We now have many options for archiving data sets online:
Dryad, KNB, Ecological Archives, Ecology Data Papers, Ecological Data, etc.
However, these portals largely do not communicate with one another as far as I know, and there is no way to search over all data set sources, again, as far as I know. So, I wonder if it would ease finding of all these different data sets to get these different sites to get their data sets cloned on a site like Infochimps, or have links from Infochimps. Infochimps already has APIs (and there’s an R wrapper for the Infochimps API already set up here: http://cran.r-project.org/web/packages/infochimps/index.html by Drew Conway), and they have discussions set up there, etc.
Does it make sense to post data sets linked to published works on Infochimps? I think probably not know that I think about it. But perhaps it makes sense for other data sets, or subsets of data sets that are not linked with published works to be posted there as I know at least Dryad only accepts data sets linked with published papers.

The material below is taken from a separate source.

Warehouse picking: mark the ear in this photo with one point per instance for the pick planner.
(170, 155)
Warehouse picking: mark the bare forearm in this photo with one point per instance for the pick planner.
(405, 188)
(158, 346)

One use case is there was a tweet from someone recently that his students were excited about getting their data sets on their resume/CV, but didn’t think there was a way to put them any place where there wasn’t a precondition that the data set was linked with a published work. Seems like this could be a good opportunity to place these datasets on Infcohimps, and at least they are available then where a lot of people are searching for data sets, etc.
What I think would be ideal is if Dryad, KNB, etc. could link their datasets to Infochimps, where they could be found, then users can either get them from Infochimps, or perhaps you would have to go to the Dryad site, e.g. But at least you could search over all ecological data sets then.